My son and I have been doing walkabouts since he was three. In the early years, we would walk into our imaginations and create elaborate stories --usually about dinosaurs. He would start the story and I would add to it. As we walked, we turned our surroundings into a stage for our characters and they would come alive. My son knew all the names of every dinosaur imaginable, what they ate, what they liked and didn't like. So imagine if you will, taking a walk around the city with a Stegosaurus, Tyrannasorus Rex, and a Brachiosaurus just to name a few.
The stories became very involved. It wasn't just about habits, what they ate, and where they lived- there were power struggles, loneliness, shyness, search for friends, fights for attention, and more.Through the stories, I would get to know my son in a way I would have never gotten to know him. Together, we got to explore all kinds of different situations. We both learned things. I feel he learned a great deal about things he was consciously or unconsciously concerned about.
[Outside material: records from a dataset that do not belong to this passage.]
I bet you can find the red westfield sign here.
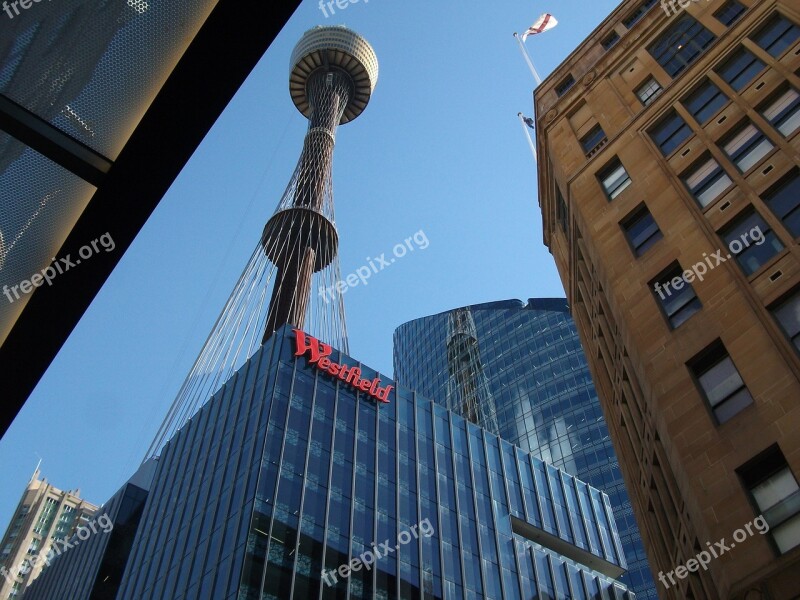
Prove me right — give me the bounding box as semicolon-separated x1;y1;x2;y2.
294;329;394;402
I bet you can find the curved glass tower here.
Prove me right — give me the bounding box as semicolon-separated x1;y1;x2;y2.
394;298;658;599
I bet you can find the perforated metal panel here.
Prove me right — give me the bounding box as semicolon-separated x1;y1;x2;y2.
0;132;95;343
0;0;217;160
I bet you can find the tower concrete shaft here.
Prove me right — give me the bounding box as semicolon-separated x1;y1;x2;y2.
262;68;353;339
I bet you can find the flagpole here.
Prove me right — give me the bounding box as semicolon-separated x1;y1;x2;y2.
514;32;542;85
517;113;539;163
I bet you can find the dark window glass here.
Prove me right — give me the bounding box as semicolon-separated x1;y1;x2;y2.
647;110;692;156
636;77;664;106
621;205;664;256
647;14;716;77
714;0;747;27
689;341;753;423
556;187;569;233
622;0;658;29
715;47;767;92
737;444;800;554
556;74;575;97
683;79;728;125
762;169;800;237
601;31;619;50
597;158;631;200
581;125;608;155
683;157;733;208
722;121;774;173
761;87;800;137
770;289;800;350
752;13;800;58
720;211;783;275
650;263;703;329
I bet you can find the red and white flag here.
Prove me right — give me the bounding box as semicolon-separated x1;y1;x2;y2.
522;13;558;42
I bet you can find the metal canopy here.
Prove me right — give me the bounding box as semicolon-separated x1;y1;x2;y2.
0;0;300;440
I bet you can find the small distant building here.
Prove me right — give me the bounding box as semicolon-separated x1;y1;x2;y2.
0;467;98;600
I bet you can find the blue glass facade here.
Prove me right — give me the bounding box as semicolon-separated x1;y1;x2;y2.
394;298;658;600
112;328;633;600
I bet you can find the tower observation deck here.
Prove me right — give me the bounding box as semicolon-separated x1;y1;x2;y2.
145;26;378;460
262;27;378;339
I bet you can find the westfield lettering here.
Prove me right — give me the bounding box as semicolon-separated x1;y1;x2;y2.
294;329;394;403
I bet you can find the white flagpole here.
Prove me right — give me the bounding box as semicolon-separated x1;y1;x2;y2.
517;113;539;163
514;33;542;85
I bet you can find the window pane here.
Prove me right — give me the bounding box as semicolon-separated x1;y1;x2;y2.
716;48;766;92
763;170;800;237
722;212;783;275
623;207;663;256
684;158;733;208
714;388;753;424
751;467;798;512
698;356;744;406
651;265;702;328
762;88;800;137
714;0;747;27
581;125;606;154
772;292;800;350
636;77;663;106
723;123;774;173
753;13;800;58
600;160;631;200
647;14;716;77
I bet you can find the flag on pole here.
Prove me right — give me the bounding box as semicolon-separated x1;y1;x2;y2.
519;113;536;131
522;13;558;42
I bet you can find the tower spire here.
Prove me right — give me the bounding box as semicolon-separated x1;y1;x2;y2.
261;26;378;341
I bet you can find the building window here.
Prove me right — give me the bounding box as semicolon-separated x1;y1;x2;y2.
722;121;774;173
636;77;664;106
650;262;703;329
683;157;733;208
761;168;800;238
761;87;800;137
737;444;800;554
752;13;800;58
715;47;767;92
622;0;658;29
556;186;569;233
714;0;747;27
647;110;692;156
683;79;728;125
597;158;631;200
647;14;716;77
581;125;608;156
620;204;664;256
720;210;783;275
556;73;575;98
769;289;800;351
600;31;619;50
689;340;753;424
When he got older, the stories turned to discussions and brainstorming. When he was in middle school, he started a small gaming company to develop computer games. We would use our walks to discuss how his business was going. He asked if I'd be willing to be on his Advisory Board, which of course I agreed to do. He wanted advise on how he could better motivate his programmers and sales team. He was only in 6th grade, but he was already learning how hard it is to get some people to do what they said they will do. I would make suggestions and we would bounced ideas off each other to test the suggestion or improve upon it. A few walks later, after a small DVD of his game was finished, he told me that he'd realized and appreciated how dedicated each member of the team had been to get all the levels of the game created.
In 8th or 9th grade, one walk was about an experiment he was conducting. Inspired by his palentologist grandfather, he had buried three chicken carcasses in different solutions (coffee, bleach, etc.) and assessed the variants affect on the carcasses' decomposition - this was all for a Science Fair competition. It was this walk when I knew the tides were turning. His imagination and his education were coming together in a big way. We had become so comfortable with our walkabouts that brainstorming about his new ideas was becoming the norm. We discussed theories, mythology, history, science, along with ideas for new books and interesting recipes for the chili he would compete with every year in the Chomp 'n Stomp chili cook off.
I listened as his thoughts got deeper and deeper. I learned about all his insightful and thought provoking ideas from renovating schools with a nature component to improve the education system to his realization of the disconnectedness that all our connectivity was causing. It made me really appreciate the fact we were still connecting. In Real Boys: Rescuing Our Sons from the Myths of Boyhood, by William Pollack, based on over two decades of learning from his Harvard Medical School research, I learned that as a rule boys talk more when they are moving. I figured if I could begin the conversation early enough, I could keep it going. I think it worked. I can't even begin to express how much our walkabouts have meant to me, and while his graduation from high school is approaching and I will miss our weekly walks, he promises we will keep our tradition at least on the holidays. What a gift that will be.